Beginning in the mid- to late-1700s, the Jewish community transformed into a regional center of Jewish life and learning. Rabbi Elijah ben Solomon Zalman (the Gaon) left a lasting influence of scriptural study. Story holds that in 1812 Napoleon declared the city the “Jerusalem of the North” for its richness of Jewish cultural life.
Vilnius became part of the Russian Empire in 1795 and by 1832 the Jewish population had grown to more than 20,000 (roughly 58 percent of the total). Some Jews prospered, especially in trade and fabric manufacturing, while others struggled to make a living. A surge of Jewish migrants flocked to the city from rural areas and labored long hours under dismal conditions in factories.
Numerous Jewish charities in Vilnius coordinated aid programs to alleviate poverty. Other Jewish organizations included schools and literary groups for the Hebrew and Yiddish (Jewish) languages. However, Jewish emigration abroad increased in the years and decades following an 1881 pogrom and other antisemitic incidents. From 1906 to 1915, Vilnius served as the headquarters of the Russian Zionist Federation, a group that advocated for an independent Jewish state.
During the German invasion of Vilnius during World War I (1914-1918), Jewish store merchandise was confiscated, Jews were charged higher taxes and men were selected for forced labor. After the war, Lithuanian, Polish and Russian (Soviet) forces battled for control of the area. When Polish troops occupied the city April 1919, hundreds of Jews were arrested and dozens labeled “enemies of Poland” were murdered.
As part of Poland, the Jewish population of Vilnius grew from about 46,500 in 1921 to more than 58,000 in 1937 (roughly two-thirds of the total). The community continued to support dozens of synagogues, aid organizations and schools. The renowned YIVO Institute, Library and Archive was founded in 1925. Unfortunately, alongside cultural developments Jewish residents faced escalating antisemitism. In 1931, a Jewish university student was killed during protests and two years later a bomb exploded in a synagogue.

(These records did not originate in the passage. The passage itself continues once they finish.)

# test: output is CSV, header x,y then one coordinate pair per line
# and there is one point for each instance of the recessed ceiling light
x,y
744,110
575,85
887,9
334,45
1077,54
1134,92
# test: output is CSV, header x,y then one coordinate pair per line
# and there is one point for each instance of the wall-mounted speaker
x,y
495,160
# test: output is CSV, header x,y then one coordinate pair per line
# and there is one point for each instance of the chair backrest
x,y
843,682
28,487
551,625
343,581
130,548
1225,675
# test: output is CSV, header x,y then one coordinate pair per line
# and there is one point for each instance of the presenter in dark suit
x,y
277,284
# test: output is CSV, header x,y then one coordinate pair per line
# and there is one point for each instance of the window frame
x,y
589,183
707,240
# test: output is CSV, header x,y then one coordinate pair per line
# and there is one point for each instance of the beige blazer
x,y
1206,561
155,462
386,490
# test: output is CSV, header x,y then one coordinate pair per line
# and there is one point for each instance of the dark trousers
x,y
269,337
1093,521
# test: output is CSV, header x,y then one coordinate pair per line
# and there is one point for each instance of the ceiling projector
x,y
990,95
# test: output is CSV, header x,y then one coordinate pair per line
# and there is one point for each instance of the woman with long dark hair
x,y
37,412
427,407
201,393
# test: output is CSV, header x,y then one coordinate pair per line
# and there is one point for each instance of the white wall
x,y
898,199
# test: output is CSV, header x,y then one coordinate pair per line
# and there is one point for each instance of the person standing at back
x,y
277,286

Soviet troops invaded Poland at the beginning of World War II in September 1939 and gave Vilnius to Lithuania. Lithuania then became a Soviet Socialist Republic in June 1940. Jewish businesses and community organizations were closed and influential Jewish community members were labeled “enemies of the people” and deported to Siberia.
A year later, on June 24, 1941, Vilnius fell to German forces. The next month, Nazi killing squads began murdering Jewish residents in the nearby Ponary forest. One by one, individuals were shot into a large pit. Tens of thousands of people were killed there over the next three years.
All Jewish residents of Vilnius were ghettoized in September 1941. Despite the circumstances, the Jewish community continued to organize schools, hospitals, soup kitchens and synagogues. Painter Samuel Bak (whose works are featured at Holocaust Museum Houston) exhibited his earliest works in the Vilnius ghetto when he was nine years old. In April 1943, Nazis resumed mass killings in the Ponary forest and initiated the first deportations from Vilnius to concentration and labor camps. In the spring of 1944, Nazi officials assigned around 80 Jewish prisoners to burn the bodies at Ponary. The prisoners staged a daring escape and spent months hand-digging an underground tunnel which was discovered with archaeological evidence in the summer of 2016.
Soviet forces liberated Vilnius in July 1944 after three years of Nazi occupation. An estimated 70,000 Jews had been murdered at Ponary, as well as some 30,000 Polish and Soviet prisoners of war. Of a pre-war population of approximately 60,000 Jewish residents, only two or three thousand survived the Holocaust.